Eu queria ver redes sociais porque sabia que estavam sempre ali à minha disposição. Ver família, cachorros, amigos, trailers de filme, atrizes exuberantes (quem lê essa news desde o começo sabe que adoro a Rebecca Ferguson), o Jason Momoa (sou fã demais) sem camisa arremessando machados (vídeos 1, 2 e 3) ou clipes de Family Guy.
Tava tudo ali, pertinho, e isso era um peso na minha cabeça – porque eu sabia que eu era viciado. Sinceramente falando: se você vê suas redes sociais mais de 5 vezes por dia, você tem um vício.
Eu tinha duas alternativas: ou apagava totalmente meus perfis em redes sociais, ou pelo menos tentava achar formas de reduzir meu uso delas. O jeito que eu encontrei foi remover Instagram, LinkedIn, BlueSky, YouTube e quaisquer outras plataformas similares pra valer – meu único acesso passou a ser no meu computador pessoal.
Eu não sabia se isso daria certo pra mim, pra ser sincero.
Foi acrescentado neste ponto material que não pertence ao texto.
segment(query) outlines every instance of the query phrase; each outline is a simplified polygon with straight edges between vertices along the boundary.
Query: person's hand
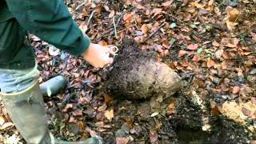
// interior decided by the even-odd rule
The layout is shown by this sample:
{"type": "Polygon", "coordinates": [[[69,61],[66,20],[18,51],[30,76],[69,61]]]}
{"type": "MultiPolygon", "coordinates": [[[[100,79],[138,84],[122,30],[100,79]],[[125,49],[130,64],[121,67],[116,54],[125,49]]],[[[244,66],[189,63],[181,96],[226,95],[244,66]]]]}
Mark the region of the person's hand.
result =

Achei que fosse instalar novamente, ou que fosse ficar acessando via desktop o tempo todo.
Mas funcionou que foi uma beleza: a simples fricção de dificultar o acesso me fez passar a ver bem menos qualquer rede social. E olha que nem ficou tão mais difícil, visto que uso meu computador quase todo dia, por muitas horas.
Eu ainda vejo YouTube todo dia, especialmente os programas de comédia diários que eu gosto, mas em vez de acessar esse app várias vezes ao longo do dia, eu acesso apenas uma. O LinkedIn eu também acesso, talvez, uma vez por dia, algumas semanas menos (depende se estou divulgando algo). BlueSky menos ainda.
Um que achei que fosse sentir falta era o Instagram. A realidade foi na contramão: às vezes eu fico dias sem entrar no app do Sr. Zuck, até esqueço que existe (hoje acessei pois fui alertado pela minha esposa de que o cachorro de uma grande amiga faleceu essa semana, e eu queria ver o post dela).
Tirar as redes sociais do meu celular, sem exceção, foi um passo importante para uma liberação mental minha que eu achei que fosse ser mais difícil de consumar e manter, mas realmente foi libertadora.
Hoje em dia eu uso mais meu celular para ler notícias direto nos sites e apps das empresas, acessar emails e outras coisas de produtividade do que pra ver conteúdo aleatório. Achei que fosse perder um monte de coisas – conversas, contatos, notícias –, mas na verdade só ganhei.
Eu sei que muita gente utiliza esses apps para se comunicar com negócios, família, paqueras, arte, cultura, notícias etc. Mas, se não for alvo vital pra você, dou essa recomendação: pelo menos faça um teste de ficar sem apps de redes sociais no seu celular.
Quem sabe você vai conseguir sentir JOMO junto comigo.